‘Most dull dragoon, do you not know that, so long as a man spoons, he can talk of his affection for a woman; but that, once she is about to be his wife, or is actually his wife, he limits his avowals to her love for him?’
‘I never heard that before. I say, what a swell you are this morning. The cock-pheasants will mistake you for one of them.’
‘Nothing can be simpler, nothing quieter, I trust, than a suit of dark purple knickerbockers; and you may see that my thread stockings and my coarse shoes presuppose a stroll in the plantations, where, indeed, I mean to smoke my morning cigar.’
‘She’ll make you give up tobacco, I suppose?’
‘Nothing of the kind—a thorough woman of the world enforces no such penalties as these. True free-trade is the great matrimonial maxim, and for people of small means it is inestimable.
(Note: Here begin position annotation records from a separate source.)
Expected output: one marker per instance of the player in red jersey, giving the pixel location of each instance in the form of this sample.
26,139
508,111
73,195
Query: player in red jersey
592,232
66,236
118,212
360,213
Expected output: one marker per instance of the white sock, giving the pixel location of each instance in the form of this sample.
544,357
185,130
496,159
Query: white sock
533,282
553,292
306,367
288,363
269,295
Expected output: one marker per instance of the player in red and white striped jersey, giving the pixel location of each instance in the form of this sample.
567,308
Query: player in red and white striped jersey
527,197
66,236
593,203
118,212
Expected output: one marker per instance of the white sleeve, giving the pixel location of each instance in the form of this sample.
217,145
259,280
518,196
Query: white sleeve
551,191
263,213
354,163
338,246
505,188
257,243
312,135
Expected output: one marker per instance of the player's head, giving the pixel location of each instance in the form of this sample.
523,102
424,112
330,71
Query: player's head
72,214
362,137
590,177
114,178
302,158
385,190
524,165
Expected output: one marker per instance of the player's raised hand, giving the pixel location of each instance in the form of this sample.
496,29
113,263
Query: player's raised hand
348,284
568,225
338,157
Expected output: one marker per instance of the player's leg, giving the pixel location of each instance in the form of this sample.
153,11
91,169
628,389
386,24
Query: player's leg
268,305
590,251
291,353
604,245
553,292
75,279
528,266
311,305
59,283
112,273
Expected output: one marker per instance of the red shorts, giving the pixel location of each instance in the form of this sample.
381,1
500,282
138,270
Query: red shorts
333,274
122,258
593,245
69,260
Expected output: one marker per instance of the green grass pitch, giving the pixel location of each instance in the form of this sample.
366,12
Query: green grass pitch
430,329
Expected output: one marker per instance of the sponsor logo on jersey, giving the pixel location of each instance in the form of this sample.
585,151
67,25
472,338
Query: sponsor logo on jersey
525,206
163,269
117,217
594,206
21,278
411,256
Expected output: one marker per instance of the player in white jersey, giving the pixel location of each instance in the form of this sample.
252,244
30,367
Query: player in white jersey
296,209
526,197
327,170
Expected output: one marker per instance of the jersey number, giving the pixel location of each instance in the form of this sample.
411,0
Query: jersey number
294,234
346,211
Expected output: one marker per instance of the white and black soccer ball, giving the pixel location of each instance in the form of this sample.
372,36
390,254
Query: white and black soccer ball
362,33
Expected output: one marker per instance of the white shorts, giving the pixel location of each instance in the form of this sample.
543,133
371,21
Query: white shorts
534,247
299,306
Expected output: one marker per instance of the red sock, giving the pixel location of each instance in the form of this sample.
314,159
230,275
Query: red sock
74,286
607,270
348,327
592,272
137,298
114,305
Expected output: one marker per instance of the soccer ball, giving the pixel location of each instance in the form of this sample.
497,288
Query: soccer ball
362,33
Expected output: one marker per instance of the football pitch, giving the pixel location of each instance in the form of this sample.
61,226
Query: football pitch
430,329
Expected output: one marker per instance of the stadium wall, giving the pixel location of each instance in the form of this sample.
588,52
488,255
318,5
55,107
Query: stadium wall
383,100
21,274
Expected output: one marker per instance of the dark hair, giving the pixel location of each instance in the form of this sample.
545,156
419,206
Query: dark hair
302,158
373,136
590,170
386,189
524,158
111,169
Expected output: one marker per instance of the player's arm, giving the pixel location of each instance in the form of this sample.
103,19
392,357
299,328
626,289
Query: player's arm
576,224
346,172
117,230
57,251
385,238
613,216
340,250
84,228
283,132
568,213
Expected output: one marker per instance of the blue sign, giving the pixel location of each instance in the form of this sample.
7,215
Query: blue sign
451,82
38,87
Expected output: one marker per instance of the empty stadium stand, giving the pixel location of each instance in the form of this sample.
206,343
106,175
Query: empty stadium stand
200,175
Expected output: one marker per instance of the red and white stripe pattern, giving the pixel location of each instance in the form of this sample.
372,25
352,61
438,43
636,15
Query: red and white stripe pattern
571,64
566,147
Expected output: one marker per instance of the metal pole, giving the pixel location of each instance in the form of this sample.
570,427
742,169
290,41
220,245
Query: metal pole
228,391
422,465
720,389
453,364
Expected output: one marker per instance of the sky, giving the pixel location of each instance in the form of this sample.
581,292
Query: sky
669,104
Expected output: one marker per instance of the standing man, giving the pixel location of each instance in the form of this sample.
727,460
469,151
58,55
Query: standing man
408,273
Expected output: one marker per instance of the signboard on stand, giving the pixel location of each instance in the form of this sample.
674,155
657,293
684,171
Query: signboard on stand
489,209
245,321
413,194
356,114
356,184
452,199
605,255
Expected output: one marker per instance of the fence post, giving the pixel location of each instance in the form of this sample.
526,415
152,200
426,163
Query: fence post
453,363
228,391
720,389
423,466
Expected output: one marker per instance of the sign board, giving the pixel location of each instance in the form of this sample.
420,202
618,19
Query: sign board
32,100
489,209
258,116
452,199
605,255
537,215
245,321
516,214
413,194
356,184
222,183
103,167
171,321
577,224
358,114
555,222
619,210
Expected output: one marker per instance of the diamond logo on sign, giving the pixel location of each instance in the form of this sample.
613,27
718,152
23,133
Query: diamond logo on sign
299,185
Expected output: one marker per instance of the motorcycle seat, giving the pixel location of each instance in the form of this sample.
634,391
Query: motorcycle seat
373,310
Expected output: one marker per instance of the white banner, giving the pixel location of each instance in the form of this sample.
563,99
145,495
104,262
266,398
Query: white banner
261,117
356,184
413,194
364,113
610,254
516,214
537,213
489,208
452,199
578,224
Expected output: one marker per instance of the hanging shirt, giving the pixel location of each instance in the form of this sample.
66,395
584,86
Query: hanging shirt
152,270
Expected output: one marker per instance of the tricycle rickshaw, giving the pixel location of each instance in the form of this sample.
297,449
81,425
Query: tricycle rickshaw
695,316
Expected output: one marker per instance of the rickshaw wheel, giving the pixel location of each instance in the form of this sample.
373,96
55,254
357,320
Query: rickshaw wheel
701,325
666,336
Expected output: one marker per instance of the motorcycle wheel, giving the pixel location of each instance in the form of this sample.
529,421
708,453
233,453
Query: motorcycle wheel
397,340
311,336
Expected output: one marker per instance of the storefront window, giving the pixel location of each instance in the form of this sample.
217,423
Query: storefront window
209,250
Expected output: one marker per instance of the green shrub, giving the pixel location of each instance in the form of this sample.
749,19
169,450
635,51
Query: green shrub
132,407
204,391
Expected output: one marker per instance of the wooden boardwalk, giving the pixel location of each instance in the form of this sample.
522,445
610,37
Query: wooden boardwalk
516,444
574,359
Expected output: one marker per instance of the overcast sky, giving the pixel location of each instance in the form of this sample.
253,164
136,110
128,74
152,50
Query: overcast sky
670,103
The formula may be stated thus—‘Dine at the best houses, and give tea at your own.’
What other precepts of equal wisdom Walpole was prepared to enunciate were lost to the world by a message informing him that Miss Betty was in the drawing-room, and the family assembled, to see him.
Cecil Walpole possessed a very fair stock of that useful quality called assurance; but he had no more than he needed to enter that large room, where the assembled family sat in a half-circle, and stand to be surveyed by Miss O’Shea’s eye-glass, unabashed. Nor was the ordeal the less trying as he overheard the old lady ask her neighbour, ‘if he wasn’t the image of the Knave of Diamonds.’
‘I thought you were the other man!’ said she curtly, as he made his bow.
‘I deplore the disappointment, madam—even though I do not comprehend it.’
‘It was the picture, the photograph, of the other man I saw—a fine, tall, dark man, with long moustaches.’